On several areas, nuclear medicine may help to solve the problem of the unknown aetiology of CFS/ME. For the serotonergic system, the two published studies use tracers that are labelled with ¹¹C, which has a short half-life. Maybe future studies have to be performed with ¹⁸F-labelled tracers, such as [¹⁸F]methoxyphenyl-pyridinyl-fluoro-benzamide-methylpiperazine (MPPF), which is already successfully used for binding to the 5-HT receptor.

Several investigations reveal causes at the molecular level, and maybe in future nuclear medicine and molecular imaging may help to clarify the underlying pathogenesis.

For example, a study in Swedish patients with CSF mentioned reduced expression levels of the oestrogen receptor beta (Gräns et al. 2007). Others mention modifications in serotonin transporter genes (Narita et al. 2003; Falkenberg et al. 2011), glucocorticoid receptor genes (Rajeevan et al. 2007) and involvement of the human leukocyte antigen (HLA) class II (Carlo-Stella et al. 2009). Specific targeting of these molecules with radionuclides may reveal differences between patients with CFS/ME and healthy subjects.

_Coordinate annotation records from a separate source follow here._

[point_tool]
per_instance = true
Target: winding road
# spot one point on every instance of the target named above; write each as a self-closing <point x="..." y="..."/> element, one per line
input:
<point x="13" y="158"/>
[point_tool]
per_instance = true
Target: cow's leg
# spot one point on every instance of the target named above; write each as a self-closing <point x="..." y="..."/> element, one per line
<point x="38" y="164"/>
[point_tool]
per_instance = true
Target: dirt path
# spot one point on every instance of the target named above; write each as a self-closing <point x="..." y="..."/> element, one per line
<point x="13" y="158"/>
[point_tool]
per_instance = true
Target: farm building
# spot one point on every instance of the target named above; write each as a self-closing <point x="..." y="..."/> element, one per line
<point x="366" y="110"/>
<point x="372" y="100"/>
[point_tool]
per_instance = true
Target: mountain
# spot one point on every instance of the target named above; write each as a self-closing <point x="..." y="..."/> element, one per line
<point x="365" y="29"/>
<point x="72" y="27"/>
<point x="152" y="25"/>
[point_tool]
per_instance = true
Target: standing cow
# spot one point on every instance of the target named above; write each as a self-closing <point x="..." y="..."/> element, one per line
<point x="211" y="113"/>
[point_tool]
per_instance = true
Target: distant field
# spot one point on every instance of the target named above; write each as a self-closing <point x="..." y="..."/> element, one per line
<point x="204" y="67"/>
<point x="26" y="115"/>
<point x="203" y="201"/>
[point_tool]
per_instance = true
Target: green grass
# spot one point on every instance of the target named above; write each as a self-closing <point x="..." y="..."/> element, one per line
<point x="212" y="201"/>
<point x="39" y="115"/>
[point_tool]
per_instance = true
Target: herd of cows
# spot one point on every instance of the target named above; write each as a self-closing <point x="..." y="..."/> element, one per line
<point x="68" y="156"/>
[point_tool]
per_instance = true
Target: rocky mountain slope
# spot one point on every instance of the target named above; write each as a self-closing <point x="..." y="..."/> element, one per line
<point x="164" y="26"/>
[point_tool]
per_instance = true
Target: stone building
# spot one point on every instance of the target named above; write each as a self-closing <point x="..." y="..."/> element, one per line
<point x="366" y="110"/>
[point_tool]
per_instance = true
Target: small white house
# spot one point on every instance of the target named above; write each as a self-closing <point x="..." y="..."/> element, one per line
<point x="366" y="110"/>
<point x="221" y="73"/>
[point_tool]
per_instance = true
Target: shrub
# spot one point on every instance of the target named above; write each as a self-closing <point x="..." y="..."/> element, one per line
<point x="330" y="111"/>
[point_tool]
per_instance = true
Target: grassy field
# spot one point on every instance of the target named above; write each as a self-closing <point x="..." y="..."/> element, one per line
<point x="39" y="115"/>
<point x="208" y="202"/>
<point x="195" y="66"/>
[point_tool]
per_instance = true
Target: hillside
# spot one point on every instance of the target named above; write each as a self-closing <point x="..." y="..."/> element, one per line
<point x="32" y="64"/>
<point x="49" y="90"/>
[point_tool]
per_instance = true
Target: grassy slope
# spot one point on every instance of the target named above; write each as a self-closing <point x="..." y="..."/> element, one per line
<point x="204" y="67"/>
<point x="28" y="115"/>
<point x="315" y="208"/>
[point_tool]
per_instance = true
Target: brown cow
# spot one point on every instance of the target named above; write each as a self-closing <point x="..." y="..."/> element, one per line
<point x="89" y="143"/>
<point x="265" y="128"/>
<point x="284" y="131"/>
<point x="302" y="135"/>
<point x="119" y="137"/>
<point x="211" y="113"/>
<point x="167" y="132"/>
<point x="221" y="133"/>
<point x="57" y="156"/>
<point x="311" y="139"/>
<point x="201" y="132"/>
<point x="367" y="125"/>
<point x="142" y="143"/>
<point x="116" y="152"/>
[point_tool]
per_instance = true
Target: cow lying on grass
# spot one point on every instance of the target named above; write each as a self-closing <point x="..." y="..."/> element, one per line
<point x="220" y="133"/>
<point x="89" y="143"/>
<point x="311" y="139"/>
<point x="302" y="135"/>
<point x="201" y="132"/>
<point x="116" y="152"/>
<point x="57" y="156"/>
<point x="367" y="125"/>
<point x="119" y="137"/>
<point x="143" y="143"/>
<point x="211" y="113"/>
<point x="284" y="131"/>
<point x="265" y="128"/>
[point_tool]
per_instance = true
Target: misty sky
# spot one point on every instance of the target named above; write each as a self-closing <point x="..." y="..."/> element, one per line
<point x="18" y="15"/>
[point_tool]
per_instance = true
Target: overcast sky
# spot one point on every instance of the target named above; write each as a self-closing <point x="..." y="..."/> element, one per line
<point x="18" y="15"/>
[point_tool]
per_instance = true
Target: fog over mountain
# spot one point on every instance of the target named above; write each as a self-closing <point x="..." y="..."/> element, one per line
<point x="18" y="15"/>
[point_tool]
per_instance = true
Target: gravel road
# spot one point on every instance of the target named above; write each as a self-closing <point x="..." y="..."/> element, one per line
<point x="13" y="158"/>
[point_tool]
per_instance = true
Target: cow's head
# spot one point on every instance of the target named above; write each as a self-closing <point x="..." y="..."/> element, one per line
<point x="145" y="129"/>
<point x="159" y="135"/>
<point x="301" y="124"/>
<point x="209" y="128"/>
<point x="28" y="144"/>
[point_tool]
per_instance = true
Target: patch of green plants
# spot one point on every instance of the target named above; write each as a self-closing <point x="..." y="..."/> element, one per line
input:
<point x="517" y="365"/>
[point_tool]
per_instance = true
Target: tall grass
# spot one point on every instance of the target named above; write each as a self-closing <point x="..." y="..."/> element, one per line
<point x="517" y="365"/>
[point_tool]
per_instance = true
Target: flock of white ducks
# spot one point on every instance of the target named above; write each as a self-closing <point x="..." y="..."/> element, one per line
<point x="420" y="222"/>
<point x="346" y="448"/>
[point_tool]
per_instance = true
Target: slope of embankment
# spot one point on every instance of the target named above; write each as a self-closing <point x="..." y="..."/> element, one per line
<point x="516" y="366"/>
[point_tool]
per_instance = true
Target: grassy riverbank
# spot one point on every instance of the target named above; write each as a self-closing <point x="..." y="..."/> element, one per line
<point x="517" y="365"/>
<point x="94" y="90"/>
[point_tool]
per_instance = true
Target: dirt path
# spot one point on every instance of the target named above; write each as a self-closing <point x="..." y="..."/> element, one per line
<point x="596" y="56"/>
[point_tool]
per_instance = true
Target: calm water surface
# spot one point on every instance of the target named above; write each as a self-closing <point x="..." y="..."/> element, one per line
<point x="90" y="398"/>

A well-known PET tracer for neuroinflammation is [¹¹C]PK11195, which binds to the peripheral benzodiazepine receptors (PBRs). Expression of PBRs is linked to microglial activation and considered a hallmark of neuroinflammation (Doorduin et al. 2008). This tracer may be suitable for studies in CFS/ME patients.

A last area in which nuclear medicine may have added value is the role that cytokines play in the development of CFS/ME. It has been reported that patients with CFS/ME have experienced infections. In response to a peripheral infection, innate immune cells produce proinflammatory cytokines that act on the brain. When activation of the peripheral immune system continues unabated, the resultant immune signaling to the brain can lead to an exacerbation of feeling unwell. Cytokines produced in the brain exert various central actions, including activation of the sympathetic nervous system and impairment of learning memory. This opens the possibility that brain cytokines may play a role in the pathogenesis of CFS/ME (Chen et al. 2008). Levels of granulocyte-macrophage colony stimulating factor were lower in CFS/ME patients than in healthy controls; levels of interleukin (IL)-8 were higher in CFS/ME patients who experienced sudden, influenza-like onset compared with controls and patients who experienced gradual onset; IL-10 levels were higher in CFS/ME patients with abnormal spinal fluids than in those with normal spinal fluids or healthy controls (Natelson et al. 2005). Proinflammatory cytokines such as IL-1β, IL-6 and tumour necrosis factor (TNF)-α can elicit or aggravate fatigue and symptoms of anxiety and depression; IL-2 and interferon (INF)-α can promote depressive symptoms that are attenuated by antidepressant treatment (Anisman et al. 2005). Excessive sleepiness and night-time insomnia can be exacerbated by IL-6 and TNF-α (Vgontas and Chrousos 2002). Nuclear medicine is able to label most of these cytokines, in most cases with SPECT tracers, but developments are also ongoing in labelling cytokines with ¹⁸F.